How does the use of Artificial Intelligence in global governance create risks for diplomacy and negotiations between great powers?
DOI:
https://doi.org/10.58445/rars.3270Keywords:
Artificial intelligence, Global Governance, Diplomacy, Negotiations, Great PowersAbstract
This research examines the impact of artificial intelligence (AI) on great-power diplomacy, i.e., how its advent would shift power equations in negotiations and global leadership. Although much research has been undertaken on AI in military uses, cyber defence, and ethics, relatively fewer research studies have been conducted on how it can shift trust-building, communication, and power equations in diplomacy. The research aims to address the gap below by comparing how great powers—the European Union, China, Russia, and the United States—go about searching for AI in their policy agenda and where policies diverge or meet when negotiating abroad.
Comparative literature review and theory analysis are utilized in the methodology. Realist, liberal institutionalist, and constructivist theses are utilized to apply to government utilization of AI: realists examine competitive arms races, liberals examine the need for multilateral agreements, and constructivists examine new practices and norms. Theoretical bridging theses to diplomatic practice, the research examines both potentialities and risks of AI in bargaining.
Transparency, credibility, verifiability, bias in algorithms, and amplifying crises through AI-driven decision-making or disinformation are some of the most important issues being argued. The report also mentions risks subject to further investigation, including the potential for AI to manipulate diplomatic messaging, enhance power imbalance, and undermine negotiating equity.

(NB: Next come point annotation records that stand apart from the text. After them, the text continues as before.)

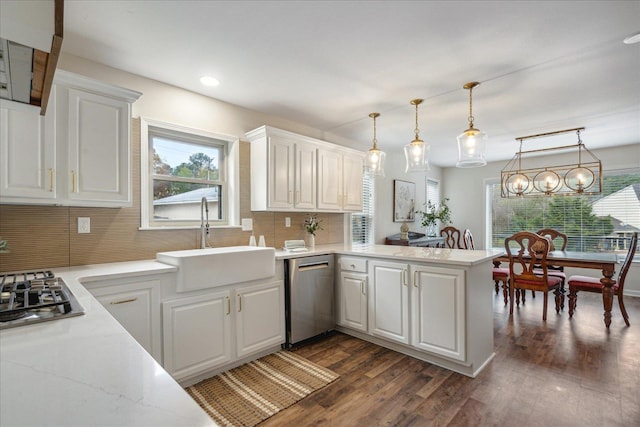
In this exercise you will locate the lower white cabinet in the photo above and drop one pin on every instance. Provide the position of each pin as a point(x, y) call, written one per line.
point(389, 300)
point(259, 317)
point(439, 311)
point(217, 327)
point(197, 333)
point(352, 304)
point(136, 305)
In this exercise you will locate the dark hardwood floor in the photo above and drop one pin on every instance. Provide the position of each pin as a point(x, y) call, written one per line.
point(562, 373)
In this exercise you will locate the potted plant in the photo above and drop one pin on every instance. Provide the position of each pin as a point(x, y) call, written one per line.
point(311, 225)
point(435, 212)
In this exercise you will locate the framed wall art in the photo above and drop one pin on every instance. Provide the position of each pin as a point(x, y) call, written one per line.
point(404, 196)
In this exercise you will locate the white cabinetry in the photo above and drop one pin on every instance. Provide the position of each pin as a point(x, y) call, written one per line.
point(135, 304)
point(389, 299)
point(352, 293)
point(292, 172)
point(217, 327)
point(197, 333)
point(81, 149)
point(339, 180)
point(259, 317)
point(439, 311)
point(286, 164)
point(27, 152)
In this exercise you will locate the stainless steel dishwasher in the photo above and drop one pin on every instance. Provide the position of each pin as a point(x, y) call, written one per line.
point(309, 297)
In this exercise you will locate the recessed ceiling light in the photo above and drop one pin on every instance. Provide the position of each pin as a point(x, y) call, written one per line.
point(209, 81)
point(632, 39)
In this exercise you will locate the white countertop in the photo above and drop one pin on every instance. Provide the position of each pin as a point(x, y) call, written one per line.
point(461, 257)
point(88, 370)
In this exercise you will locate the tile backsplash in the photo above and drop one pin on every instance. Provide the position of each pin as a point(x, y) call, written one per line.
point(46, 236)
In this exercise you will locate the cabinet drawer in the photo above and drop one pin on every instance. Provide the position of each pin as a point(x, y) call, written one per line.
point(353, 264)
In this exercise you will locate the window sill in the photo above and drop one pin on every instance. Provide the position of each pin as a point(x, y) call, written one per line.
point(190, 227)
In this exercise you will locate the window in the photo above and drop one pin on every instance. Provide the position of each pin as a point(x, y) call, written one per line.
point(598, 223)
point(362, 223)
point(183, 166)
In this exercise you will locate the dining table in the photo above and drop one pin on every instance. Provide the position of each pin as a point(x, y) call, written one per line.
point(603, 261)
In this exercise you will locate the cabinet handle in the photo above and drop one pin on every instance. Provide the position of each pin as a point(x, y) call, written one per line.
point(73, 181)
point(123, 301)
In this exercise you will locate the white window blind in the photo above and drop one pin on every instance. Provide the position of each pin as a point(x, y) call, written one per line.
point(362, 223)
point(599, 223)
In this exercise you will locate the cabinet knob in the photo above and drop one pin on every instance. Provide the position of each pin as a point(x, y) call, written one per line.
point(123, 301)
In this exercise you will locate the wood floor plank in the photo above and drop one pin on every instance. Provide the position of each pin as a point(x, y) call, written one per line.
point(565, 372)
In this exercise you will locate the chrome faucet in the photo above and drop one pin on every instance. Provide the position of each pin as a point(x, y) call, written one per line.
point(204, 227)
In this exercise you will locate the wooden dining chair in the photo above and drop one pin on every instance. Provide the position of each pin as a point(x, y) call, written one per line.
point(593, 284)
point(559, 242)
point(467, 238)
point(527, 252)
point(451, 237)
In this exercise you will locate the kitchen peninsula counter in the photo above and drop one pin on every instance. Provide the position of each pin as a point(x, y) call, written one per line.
point(88, 370)
point(445, 256)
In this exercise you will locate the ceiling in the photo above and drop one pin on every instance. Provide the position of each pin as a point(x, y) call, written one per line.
point(543, 65)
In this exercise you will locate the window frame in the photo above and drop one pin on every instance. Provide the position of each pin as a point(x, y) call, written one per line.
point(229, 174)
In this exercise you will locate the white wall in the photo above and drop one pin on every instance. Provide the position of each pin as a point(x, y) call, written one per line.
point(466, 189)
point(394, 169)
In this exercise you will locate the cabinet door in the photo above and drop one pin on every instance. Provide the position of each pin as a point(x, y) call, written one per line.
point(281, 172)
point(330, 196)
point(353, 167)
point(389, 310)
point(137, 307)
point(259, 314)
point(98, 156)
point(27, 153)
point(439, 311)
point(352, 294)
point(305, 197)
point(197, 333)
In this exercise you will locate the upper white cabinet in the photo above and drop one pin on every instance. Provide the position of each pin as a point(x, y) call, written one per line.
point(339, 180)
point(285, 174)
point(83, 147)
point(27, 153)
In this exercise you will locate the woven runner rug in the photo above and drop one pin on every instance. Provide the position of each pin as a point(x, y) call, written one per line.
point(251, 393)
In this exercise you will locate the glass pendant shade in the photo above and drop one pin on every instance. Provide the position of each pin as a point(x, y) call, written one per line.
point(471, 146)
point(518, 184)
point(546, 182)
point(375, 157)
point(417, 156)
point(472, 142)
point(579, 179)
point(416, 152)
point(375, 162)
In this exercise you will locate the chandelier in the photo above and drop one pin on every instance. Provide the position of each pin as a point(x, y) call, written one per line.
point(417, 151)
point(375, 157)
point(570, 179)
point(471, 142)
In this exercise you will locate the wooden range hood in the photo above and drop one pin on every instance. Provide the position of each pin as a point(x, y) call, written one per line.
point(33, 85)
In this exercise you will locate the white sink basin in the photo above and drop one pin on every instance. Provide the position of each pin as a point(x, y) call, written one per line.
point(212, 267)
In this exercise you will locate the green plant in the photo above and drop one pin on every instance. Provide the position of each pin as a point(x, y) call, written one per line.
point(434, 212)
point(312, 224)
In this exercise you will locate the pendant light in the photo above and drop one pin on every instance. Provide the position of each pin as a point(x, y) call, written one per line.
point(417, 151)
point(375, 157)
point(471, 142)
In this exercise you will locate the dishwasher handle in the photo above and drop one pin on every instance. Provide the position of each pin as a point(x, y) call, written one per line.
point(313, 266)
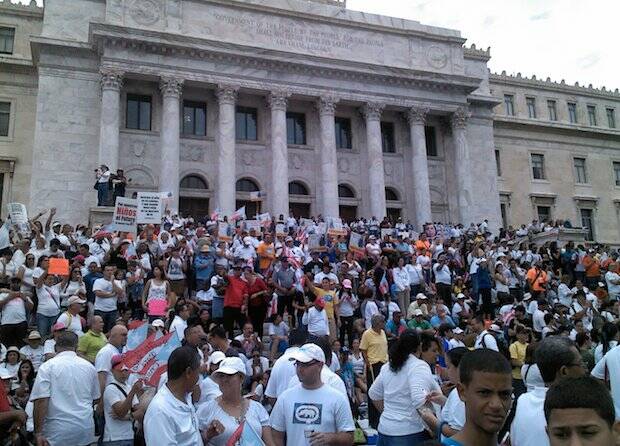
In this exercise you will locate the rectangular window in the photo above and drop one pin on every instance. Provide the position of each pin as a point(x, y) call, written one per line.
point(194, 118)
point(572, 112)
point(553, 113)
point(498, 164)
point(544, 213)
point(580, 170)
point(611, 118)
point(592, 115)
point(387, 137)
point(509, 104)
point(617, 173)
point(7, 39)
point(246, 123)
point(431, 140)
point(531, 107)
point(296, 128)
point(5, 118)
point(587, 222)
point(138, 115)
point(538, 166)
point(343, 133)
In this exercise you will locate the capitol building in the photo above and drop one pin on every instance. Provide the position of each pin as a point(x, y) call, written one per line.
point(321, 109)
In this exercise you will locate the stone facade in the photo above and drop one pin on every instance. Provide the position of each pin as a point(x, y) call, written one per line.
point(314, 58)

The research suggests that while AI can accelerate the spread of information and crisis control, it also holds the potential to introduce elephant-sized complexities to great-power diplomatic trust and institutional solidity. The article adds to AI scholarship with its diplomatic dimension map of AI governance, presenting an analytical model of its effects on great-power relations, and making a call for governance frameworks balancing innovation and integrity guarantees in diplomacy.